Zoroastrian temple | © alisamii / Flickr

Mehr (mer) / love

This is an important Persian word which means love, affection and sun. The word is said to be one of the foundations of Mithraism, the religion inspired by Mithra, the Persian worship of God. It has been said to originate from the proto-Indo-Iranian language Mitra.

Sunrise | © Always Shooting / Flickr

Tâbestân (tâb-es-toon) / summer

This is the word for summer. As Iranians love the outdoors, exploring nature and hiking in the mountains are very common, usually taking place at the weekends. Picnics are also very common for families when they visit the coast and and you will see picnics taking place all over its parks. Naqsh-e Jahan Square is a popular spot for this.

Picnic | © Julia Maudlin / Flickr

Dânesh (dan-esh) / wisdom

This means knowledge and wisdom. There are many famous scientists and iconic philosophers who originate from Iran. Omar Khayyam is arguably the most well known, dating from the 11th century. He was an astronomer and mathematician who introduced the solar calendar that is still used today. It has been described as being the most accurate calendar that has ever existed.

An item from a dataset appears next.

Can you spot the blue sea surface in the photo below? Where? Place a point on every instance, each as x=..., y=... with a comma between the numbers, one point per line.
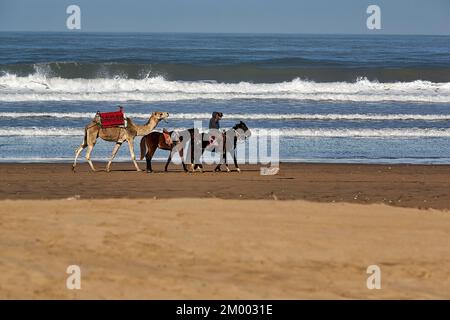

Top of the Omar Khayyam Mausoleum | © Zara Sekhavati

Bârân (bar-oon) / rain

Meaning rain, this word is symbolic in Persian. Depending on where you are in Iran, rain can be considered a blessing, particularly in the dry parts of the country, as it helps with the blossoming of flowers in spring. This season is particularly important in the Iranian calendar due to the vernal equinox which marks the beginning of the year and a time of renewal. Spring, norouz, literally translates as ‘new day’.

Raindrops | © Abi Skipp / Flickr

Jân (jan) / life and soul

This word signifies life and soul. It is placed after the name of someone as a sign of affection, to mean ‘dear’. It is also used after the titles of family members, for example amoo-jan, with ‘amoo’ meaning uncle.

Flowers | © Rachel Samanyi / Flickr

Mâh (ma) / moon

The moon is an important figure of Persian language and culture. Mâh is a feminine word, sometimes personified as a goddess or ‘queen of the night’ in Zoroastrian tradition.

The Moon | © hedera.baltica / Flickr

Pâeez (pa-eez) / autumn

As the landscape shifts towards hues of red and orange, autumn is the perfect time to explore Iran’s many natural wonders. Considered a time of renewal and romance, it is an important time in the Iranian calendar.

Autumn | © nImAdestiny / Flickr

Daryâ (darya) / sea

Bordering the Caspian and Arabian Seas, Iran’s extensive coastline has been the subject of much writing over the centuries. Originally meaning limitless body of water, the word daryâ captures the beauty of this relatively unexplored landscape and its boundlessness.